Primeiro descobrir, depois publicar
Desde o início de sua formação o estudante deve estar exposto a um ambiente onde o foco principal é a busca de novos caminhos para fazer avançar os horizontes do conhecimento. O objetivo central é descobrir, inventar, criticar e não principalmente publicar.
Atualmente há uma inversão entre causa e efeito que, na visão do palestrante, precisa ser corrigida. “Uma condição necessária, mas não suficiente, para que o pesquisador tenha certeza de que tem em mãos uma contribuição valiosa para ao avanço da ciência é tê-la peremptoriamente recusada para publicação, pelo menos uma vez, numa das mais prestigiadas revistas científicas de sua área” ironizou Bevilacqua.
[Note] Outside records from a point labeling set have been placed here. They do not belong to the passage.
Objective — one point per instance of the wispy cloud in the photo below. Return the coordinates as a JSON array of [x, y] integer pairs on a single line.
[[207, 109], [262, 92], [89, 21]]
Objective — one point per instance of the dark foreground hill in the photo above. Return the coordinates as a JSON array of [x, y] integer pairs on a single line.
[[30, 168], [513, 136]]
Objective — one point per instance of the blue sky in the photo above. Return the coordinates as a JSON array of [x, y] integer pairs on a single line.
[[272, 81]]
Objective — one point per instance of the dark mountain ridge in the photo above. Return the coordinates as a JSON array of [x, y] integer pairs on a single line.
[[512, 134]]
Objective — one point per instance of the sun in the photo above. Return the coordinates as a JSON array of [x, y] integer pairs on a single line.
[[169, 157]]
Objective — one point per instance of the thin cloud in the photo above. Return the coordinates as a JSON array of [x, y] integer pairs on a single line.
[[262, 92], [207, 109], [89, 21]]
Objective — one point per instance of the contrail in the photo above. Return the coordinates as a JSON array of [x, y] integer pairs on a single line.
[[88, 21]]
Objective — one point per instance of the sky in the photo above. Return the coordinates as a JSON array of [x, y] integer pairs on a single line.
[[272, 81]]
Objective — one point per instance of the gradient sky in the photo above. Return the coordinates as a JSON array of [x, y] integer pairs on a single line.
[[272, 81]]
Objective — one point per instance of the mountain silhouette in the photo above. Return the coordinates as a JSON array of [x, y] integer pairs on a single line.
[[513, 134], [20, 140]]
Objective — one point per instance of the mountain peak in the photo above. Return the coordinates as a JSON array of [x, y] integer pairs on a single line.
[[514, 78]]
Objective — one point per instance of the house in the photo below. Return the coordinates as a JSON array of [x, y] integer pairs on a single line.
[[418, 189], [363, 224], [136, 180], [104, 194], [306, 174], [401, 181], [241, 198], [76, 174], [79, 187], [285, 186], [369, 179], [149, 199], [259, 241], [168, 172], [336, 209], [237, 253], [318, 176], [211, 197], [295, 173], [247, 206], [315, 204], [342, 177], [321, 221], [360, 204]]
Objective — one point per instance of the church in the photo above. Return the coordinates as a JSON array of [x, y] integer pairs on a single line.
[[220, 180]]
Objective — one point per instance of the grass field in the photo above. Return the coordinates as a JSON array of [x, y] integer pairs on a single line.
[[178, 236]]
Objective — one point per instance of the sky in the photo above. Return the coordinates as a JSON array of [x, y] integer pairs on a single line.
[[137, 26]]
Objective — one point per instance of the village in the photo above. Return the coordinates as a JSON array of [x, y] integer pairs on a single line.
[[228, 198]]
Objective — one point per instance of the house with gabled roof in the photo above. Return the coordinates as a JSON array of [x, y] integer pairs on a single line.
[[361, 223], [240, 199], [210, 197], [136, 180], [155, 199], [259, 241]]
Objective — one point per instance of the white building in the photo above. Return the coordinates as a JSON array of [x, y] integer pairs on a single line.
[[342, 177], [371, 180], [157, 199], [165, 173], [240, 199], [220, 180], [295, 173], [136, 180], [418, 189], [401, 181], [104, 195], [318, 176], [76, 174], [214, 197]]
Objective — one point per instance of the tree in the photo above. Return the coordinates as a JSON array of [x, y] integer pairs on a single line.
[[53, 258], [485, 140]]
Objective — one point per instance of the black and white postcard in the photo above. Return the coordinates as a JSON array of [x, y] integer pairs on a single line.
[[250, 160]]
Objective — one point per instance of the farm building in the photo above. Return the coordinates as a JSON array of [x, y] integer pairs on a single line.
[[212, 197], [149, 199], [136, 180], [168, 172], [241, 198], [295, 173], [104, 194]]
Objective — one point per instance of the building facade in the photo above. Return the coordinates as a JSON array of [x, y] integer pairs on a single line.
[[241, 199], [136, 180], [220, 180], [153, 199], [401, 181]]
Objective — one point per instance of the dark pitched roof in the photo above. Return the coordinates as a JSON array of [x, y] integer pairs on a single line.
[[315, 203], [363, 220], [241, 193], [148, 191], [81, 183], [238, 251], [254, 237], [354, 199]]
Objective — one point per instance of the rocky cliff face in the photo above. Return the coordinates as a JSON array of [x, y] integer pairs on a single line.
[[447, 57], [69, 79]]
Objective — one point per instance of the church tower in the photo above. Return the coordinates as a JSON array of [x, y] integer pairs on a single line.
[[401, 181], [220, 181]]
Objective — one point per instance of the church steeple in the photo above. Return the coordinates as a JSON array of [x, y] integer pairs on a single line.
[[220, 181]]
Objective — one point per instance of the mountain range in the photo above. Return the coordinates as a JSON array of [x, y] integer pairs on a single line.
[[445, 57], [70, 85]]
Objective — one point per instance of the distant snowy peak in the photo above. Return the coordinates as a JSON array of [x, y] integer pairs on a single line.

E, mais uma vez no Simpósio para Excelência na Educação Superior organizado pela Fapesp e pela ABC, a conclusão da apresentação foi semelhante. Foi uma voz em uníssono que reconheceu que é de profissionais com alto nível de conhecimento técnico, mas também criativos, ousados e flexíveis, que o país precisa. Pois para que haja inovação – que urge – ela precisa ser estimulada nas escolas, em todos os níveis. E inovação significa invenção, ousadia, criatividade, flexibilidade – valores básicos para se alcançar a excelência.